CORRECT: In GS, EPOCH returns milliseconds. Divide by 1000 for PG-compatible seconds: EXTRACT(EPOCH FROM ts) / 1000
Transactions:
WRONG: BEGIN; INSERT...; COMMIT;
CORRECT: GS SQL has no transactions over the PG wire adapter. BEGIN/COMMIT/ROLLBACK are no-ops. Operate as if each statement is its own atomic unit.
Mixing TEQ and TDQ in one query:
WRONG: SELECT m.kwh, s._name FROM meter m JOIN system.stream s ON m._component_uid = s._component_uid
CORRECT: Cannot mix template tables with system tables in the same query. Pick one mode. To get stream metadata for components in a template, do two queries.
Forgetting underscore prefix on system columns:
WRONG: SELECT component_name FROM meter
WRONG: SELECT component_uid FROM system.stream
CORRECT: All system columns are underscore-prefixed snake_case — see §2.
system.stream row counts:
WRONG: SELECT _component_name FROM system.stream -- expects one row per component
CORRECT: system.stream has one row per STREAM, not per component. Use DISTINCT or filter by _id: SELECT DISTINCT _component_name FROM system.stream
Template inserts without _component_id:
WRONG: INSERT INTO sensor (temperature) VALUES (50)

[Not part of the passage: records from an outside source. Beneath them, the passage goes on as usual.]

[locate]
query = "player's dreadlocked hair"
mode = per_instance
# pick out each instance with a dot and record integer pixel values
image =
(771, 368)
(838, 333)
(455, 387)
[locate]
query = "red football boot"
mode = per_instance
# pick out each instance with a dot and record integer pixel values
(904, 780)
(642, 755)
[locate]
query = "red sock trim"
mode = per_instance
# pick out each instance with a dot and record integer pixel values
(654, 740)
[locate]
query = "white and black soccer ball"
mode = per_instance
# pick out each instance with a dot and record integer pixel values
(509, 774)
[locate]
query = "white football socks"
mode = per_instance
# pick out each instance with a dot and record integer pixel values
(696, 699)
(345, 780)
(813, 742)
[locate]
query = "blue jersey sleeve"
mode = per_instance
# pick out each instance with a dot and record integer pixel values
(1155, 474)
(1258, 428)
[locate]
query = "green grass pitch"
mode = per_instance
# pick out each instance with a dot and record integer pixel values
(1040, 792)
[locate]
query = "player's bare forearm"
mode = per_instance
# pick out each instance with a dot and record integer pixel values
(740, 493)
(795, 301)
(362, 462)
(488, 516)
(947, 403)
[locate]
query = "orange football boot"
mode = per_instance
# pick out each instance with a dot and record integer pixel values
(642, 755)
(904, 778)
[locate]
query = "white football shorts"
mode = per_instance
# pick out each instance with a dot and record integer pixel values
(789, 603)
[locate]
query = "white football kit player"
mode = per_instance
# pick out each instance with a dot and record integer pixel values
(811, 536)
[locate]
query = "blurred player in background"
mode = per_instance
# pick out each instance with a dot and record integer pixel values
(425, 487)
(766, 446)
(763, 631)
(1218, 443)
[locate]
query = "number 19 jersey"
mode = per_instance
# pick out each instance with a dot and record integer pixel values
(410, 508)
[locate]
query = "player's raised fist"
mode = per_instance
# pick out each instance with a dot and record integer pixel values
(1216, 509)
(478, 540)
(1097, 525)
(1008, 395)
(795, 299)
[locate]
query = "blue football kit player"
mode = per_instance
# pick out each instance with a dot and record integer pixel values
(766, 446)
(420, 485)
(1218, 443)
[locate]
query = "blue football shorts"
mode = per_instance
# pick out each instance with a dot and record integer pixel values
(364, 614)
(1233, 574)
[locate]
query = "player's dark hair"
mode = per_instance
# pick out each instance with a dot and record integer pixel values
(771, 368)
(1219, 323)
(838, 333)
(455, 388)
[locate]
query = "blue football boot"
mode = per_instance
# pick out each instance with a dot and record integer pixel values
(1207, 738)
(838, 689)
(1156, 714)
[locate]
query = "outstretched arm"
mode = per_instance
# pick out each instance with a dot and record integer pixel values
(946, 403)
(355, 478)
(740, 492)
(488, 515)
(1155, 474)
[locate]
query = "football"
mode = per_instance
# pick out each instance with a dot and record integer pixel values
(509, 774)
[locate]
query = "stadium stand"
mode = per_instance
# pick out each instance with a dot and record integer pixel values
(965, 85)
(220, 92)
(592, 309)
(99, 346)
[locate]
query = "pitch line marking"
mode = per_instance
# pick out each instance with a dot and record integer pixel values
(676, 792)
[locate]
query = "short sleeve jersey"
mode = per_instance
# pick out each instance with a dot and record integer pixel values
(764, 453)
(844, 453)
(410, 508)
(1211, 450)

CORRECT: Template inserts require _component_id: INSERT INTO sensor (_component_id, temperature) VALUES ('s1', 50)
Sample inserts without OR REPLACE:
WRONG: INSERT INTO system.sample (_component_uid, _uid, _time, _sample) VALUES (...)
CORRECT: INSERT OR REPLACE is mandatory on system.sample.
Per-user RBAC is automatic — do not add filters for it:
Per-user permissions are enforced inside the query engine across every access path (UI, GS SQL, ODBC/JDBC, OData, AI assistant). Unauthorized data is absent from results — not just hidden. Do NOT add WHERE clauses to filter by the calling user's permissions; the engine has already done it.